The most annoying aspect of the conventional desktop metaphor is its Escher-like recursiveness. Within the screen representing part of the computer is an icon representing the entire computer. The desktop folder appears to be inside itself. The recursion is interesting from a metaphysical perspective, but deeply confusing if you're just trying to understand your file system.

Much as I love the Mac OS, its recursiveness can be even more confusing than Windows. The Mac has two sets of folders called Applications, Documents, Library, and so on. Even though their names are identical, their identities and functions are totally separate.
For non-expert users, probably the most difficult aspect of the graphical user interface is keeping track of the keyboard focus. Even the Mac OS doesn't always do a wonderful job of making it obvious which text field in which window has the keyboard focus. In the screenshot below, the text cursor could be subtly blinking in any of at least three different places.

As a teacher of novice users, the phrase you hear a lot is: "I don't know where I am, I want to go here." This is an interesting phrase to me. No one says, "I don't know which task or process is set to receive text input." People intuitively conceptualize computer interfaces as places inhabited by their own bodies. This intuition is misguided - even when you "surf" the web, you're not going anywhere, bits are being transmitted to and fro from one computer disk to another. But there's no talking people out of their intuition. Computer programs are easier and more fun to use when they present a user illusion that accommodates our instincts.
Windows represents your onscreen avatar as a little arrow, a little cartoon glove or a little hourglass. Macs represent you as an arrow or a psychedelic rotating rainbow ball. Efforts to make the computer into a "person" you're talking to always fail. Everyone hates Microsoft's anthropomorphic paper clip and dog, and people would rather interact with impersonal Google than to ask Jeeves.

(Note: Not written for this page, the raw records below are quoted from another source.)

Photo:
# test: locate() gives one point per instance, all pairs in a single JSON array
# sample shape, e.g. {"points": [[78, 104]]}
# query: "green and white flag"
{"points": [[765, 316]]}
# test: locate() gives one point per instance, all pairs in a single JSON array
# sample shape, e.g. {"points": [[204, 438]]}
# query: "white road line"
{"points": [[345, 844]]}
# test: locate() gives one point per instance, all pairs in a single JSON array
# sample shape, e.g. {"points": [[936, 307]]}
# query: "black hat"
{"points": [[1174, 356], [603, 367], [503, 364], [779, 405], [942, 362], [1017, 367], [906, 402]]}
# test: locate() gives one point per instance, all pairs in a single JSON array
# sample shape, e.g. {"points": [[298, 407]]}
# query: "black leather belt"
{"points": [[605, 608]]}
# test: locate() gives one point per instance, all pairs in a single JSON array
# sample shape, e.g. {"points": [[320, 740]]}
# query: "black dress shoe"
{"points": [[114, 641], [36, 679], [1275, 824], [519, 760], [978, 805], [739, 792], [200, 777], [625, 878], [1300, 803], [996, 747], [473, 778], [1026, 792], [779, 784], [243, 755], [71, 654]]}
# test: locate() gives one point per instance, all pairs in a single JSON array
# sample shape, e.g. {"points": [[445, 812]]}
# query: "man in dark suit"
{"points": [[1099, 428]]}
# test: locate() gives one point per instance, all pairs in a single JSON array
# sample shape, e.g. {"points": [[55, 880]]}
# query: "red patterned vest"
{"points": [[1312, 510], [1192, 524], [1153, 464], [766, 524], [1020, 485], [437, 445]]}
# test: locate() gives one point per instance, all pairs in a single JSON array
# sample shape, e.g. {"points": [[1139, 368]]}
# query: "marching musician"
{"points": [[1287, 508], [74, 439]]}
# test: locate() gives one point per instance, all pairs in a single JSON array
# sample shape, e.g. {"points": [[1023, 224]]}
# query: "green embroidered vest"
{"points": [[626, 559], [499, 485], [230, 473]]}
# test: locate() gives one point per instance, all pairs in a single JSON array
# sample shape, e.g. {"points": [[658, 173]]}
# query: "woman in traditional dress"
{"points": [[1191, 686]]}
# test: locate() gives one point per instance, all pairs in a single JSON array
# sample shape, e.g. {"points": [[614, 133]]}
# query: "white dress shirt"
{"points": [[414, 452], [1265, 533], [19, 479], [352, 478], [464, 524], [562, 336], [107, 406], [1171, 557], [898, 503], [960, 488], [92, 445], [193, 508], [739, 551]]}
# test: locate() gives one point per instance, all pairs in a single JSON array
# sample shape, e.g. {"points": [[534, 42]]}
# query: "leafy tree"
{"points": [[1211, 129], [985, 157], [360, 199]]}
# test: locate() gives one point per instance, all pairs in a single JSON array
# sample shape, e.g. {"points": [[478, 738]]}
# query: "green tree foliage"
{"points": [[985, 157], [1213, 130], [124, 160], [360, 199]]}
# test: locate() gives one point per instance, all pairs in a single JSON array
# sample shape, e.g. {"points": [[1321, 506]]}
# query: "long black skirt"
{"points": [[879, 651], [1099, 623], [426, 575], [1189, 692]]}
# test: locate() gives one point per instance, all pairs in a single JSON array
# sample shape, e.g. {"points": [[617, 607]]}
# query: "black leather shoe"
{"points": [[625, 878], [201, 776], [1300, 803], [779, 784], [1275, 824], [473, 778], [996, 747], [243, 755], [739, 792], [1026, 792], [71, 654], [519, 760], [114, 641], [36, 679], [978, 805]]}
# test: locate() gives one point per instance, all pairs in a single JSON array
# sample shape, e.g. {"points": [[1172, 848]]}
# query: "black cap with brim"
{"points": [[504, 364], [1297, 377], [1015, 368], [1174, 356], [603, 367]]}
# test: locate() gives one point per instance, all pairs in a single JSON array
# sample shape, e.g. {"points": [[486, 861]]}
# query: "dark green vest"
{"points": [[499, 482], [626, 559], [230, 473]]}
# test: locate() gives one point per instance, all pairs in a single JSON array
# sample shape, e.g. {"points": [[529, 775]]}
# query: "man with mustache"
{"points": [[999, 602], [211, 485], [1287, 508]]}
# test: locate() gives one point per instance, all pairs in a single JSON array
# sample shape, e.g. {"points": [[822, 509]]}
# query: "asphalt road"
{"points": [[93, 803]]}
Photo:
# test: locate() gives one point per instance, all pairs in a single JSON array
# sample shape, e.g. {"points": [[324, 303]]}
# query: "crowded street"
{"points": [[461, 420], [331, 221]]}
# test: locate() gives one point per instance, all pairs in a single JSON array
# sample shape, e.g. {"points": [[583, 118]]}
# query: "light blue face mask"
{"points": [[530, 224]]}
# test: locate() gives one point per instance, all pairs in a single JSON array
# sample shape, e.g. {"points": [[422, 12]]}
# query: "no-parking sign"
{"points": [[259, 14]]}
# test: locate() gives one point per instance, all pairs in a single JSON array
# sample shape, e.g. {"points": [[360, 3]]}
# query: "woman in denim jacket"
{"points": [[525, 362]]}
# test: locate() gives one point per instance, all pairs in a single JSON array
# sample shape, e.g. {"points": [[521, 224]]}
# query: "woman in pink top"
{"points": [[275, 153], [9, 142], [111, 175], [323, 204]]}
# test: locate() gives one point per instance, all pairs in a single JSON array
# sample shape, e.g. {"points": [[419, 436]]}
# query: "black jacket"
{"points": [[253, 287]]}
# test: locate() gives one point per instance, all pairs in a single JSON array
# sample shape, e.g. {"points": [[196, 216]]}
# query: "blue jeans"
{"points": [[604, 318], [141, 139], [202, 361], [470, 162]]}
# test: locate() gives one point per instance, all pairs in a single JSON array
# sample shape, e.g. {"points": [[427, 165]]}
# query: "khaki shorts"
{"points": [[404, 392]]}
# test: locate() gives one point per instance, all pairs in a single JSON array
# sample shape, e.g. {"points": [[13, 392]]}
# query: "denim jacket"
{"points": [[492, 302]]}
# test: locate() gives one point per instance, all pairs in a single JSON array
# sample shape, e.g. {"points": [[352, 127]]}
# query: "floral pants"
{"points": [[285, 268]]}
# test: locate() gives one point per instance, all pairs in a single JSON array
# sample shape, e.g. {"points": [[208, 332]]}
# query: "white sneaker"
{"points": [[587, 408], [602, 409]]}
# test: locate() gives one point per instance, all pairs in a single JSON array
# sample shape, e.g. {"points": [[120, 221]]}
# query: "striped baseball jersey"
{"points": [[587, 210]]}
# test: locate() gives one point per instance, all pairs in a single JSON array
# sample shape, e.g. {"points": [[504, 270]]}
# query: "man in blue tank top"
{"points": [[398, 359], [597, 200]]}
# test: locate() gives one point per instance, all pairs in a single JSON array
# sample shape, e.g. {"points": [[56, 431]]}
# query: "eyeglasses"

It would be better to represent the operating system as a place, with the user "embodied" by an avatar. It doesn't have to be a person, or even humanoid. It can be a bird or a robot or whatever. But you do have to be able to easily control and manipulate it, and it needs to unambiguously represent the keyboard focus.
I think the future of interface design is to be found not in Apple's products, but in video games, especially eighties video games, most especially the ones by Nintendo. The user interface of every Nintendo product has to be intelligible by semi-literate young children in every world culture. For the most part, they succeed heroically. Long before video games had any of their present lavish production values, they conveyed a strong sense of first-person experience that could be instantly grasped by preschool-aged children. This metaphor is as old as human consciousness, and we're vastly more adept with it than we are with the metaphors of desktops, file cabinets and disembodied cartoon fingers. If I controlled the universe, I'd want my computer's file system to look like this:


The Mario games are models of clarity and graphic economy. One visual metaphor I'm particularly fond of is the level selection system in Super Mario 64 -- I'd include a screenshot but I can't find a good one. You start the game in Princess Peach's castle. Each level is represented by a painting hanging on the wall. To visit that level, you jump into the painting. I'm imagining a nice system for pointers and aliases where you could take the paintings off the wall, carry them around with you as you see fit, rearrange them, etc.
Mario 64 is a 3D game, but I'm not advocating the use of 3D spaces as interfaces generally. I think eighties video games are a better model for interface designers exactly because they're limited to 2D spaces with limited attempts at depth. Unless it's handled very expertly, illusory projections of 3D spaces onto a 2D screen cause a lot of confusion. Playing a game like Halo or Quake is a poor approximation of our actual 3D experience, it's like viewing the world through a cardboard box with a little rectangular hole cut through it, and with only one eye. I think it's better to look for creatively optimized plane layouts than to burden the user with a lot of projective geometry.